Tester Chief Of Staff Visits Sidney Sugars

 

August 15, 2018 | View PDF

Sidney Sugars General Manager, David Garland, speaks with Senator Jon Tester sent his Chief of Staff, Aaron Murphy.

Senator Jon Tester sent his Chief of Staff, Aaron Murphy, to Sidney on August 9 for a brief meeting and tour of the Sidney Sugar Plant. Murphy was received by Sidney Sugars General Manager, David Garland, and other employees of the factory who expressed their sentiments of thanks to Senator Tester and spoke of their concerns regarding the sugar industry.

While gathered for the brief discussion at the plant, Murphy began by explaining, "I don't know the process very well. I know the smell in the air. I know it's Fall when I smell that stuff. I grew up in Cody, Wyoming, where there's a [sugar] plant. I know the industry, but don't know the process."

Tester, according to Murphy, knows agriculture well. Murphy explained that Tester's work in the United States Senate was conflicting with his work back on his Montana farm.

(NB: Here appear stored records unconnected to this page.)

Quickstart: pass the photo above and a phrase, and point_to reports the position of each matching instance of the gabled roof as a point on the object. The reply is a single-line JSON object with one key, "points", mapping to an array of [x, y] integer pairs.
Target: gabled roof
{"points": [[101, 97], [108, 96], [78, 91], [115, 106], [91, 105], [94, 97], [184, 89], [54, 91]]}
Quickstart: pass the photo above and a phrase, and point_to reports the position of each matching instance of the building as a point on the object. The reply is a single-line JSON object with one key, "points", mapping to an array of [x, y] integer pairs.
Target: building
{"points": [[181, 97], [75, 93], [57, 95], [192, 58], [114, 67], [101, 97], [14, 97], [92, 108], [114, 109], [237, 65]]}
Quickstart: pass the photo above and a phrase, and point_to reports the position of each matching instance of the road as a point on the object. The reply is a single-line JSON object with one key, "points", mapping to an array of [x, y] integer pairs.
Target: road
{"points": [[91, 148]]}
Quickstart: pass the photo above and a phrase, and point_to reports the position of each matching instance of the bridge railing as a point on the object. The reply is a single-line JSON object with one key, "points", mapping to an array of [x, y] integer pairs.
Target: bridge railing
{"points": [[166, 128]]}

Murphy said, "Ordinarily, August is a recess month, but Senator McConnell said we had to come back, which is good because there's lots of work to do. But it does mean that we truncate his harvest time to work on the farm. And when I say, 'he's the farmer,' if you know Jon, he doesn't hire it out."

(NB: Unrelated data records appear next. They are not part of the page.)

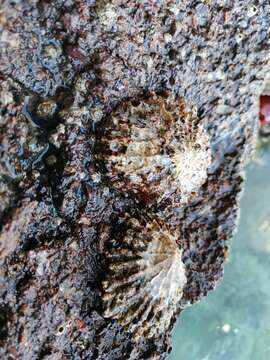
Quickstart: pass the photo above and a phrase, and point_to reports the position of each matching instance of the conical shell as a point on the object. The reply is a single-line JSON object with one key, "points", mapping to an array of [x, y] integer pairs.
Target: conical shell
{"points": [[154, 148], [146, 276]]}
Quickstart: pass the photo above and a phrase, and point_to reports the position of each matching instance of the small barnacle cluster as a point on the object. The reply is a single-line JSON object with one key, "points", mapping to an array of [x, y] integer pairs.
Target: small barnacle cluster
{"points": [[157, 151]]}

Murphy also had some criticism for President Trump. When asked what Tester's position was on the issues related to Trump's trade policy, he responded, "[Tester] is quite concerned about it. One of the things he's trying to do, as a bi-partisan effort, is to say the President shouldn't have unilateral authority to do this. There should be oversight by Congress."

"On July 5," Murphy continued, "he had a round-table to hear about it in Billings and to hear from the agricultural sector and we heard quite loudly about the impacts of the trade war on the agriculture sector, and on building and all the affiliated issues with it. The director of the library in Missoula wrote in to say they just fined a 30 million dollar library construction and the cost of rebar alone went up 700 thousand just because of the uncertainty caused by the trade war. This is an expense that's handed right down to the local taxpayer and people in Missoula will have to pay for it."

"This is really affecting the state, as you know. We're hearing from all sectors, cattle producers and others," Murphy said.

The Sidney Sugar executives explained to Murphy the issues relating to the current market, which included the size of the current grain crop and the need to empty bins. This requires dumping grain in the market, increasing supply and decreasing its value, which puts a strain on those in the industry. Durum (a variety of wheat that is locally grown), in particular, has been a problem, which is increased by competition with Canada. There was some confidence expressed in President Trump regarding his competency at negotiating trade deals.

"If trade deals are going to be renegotiated," Murphy retorted, "they need to be renegotiated to work. They need to be good and strong for Montana, but agreements don't need to be pulled out of if it is going to cause this instability."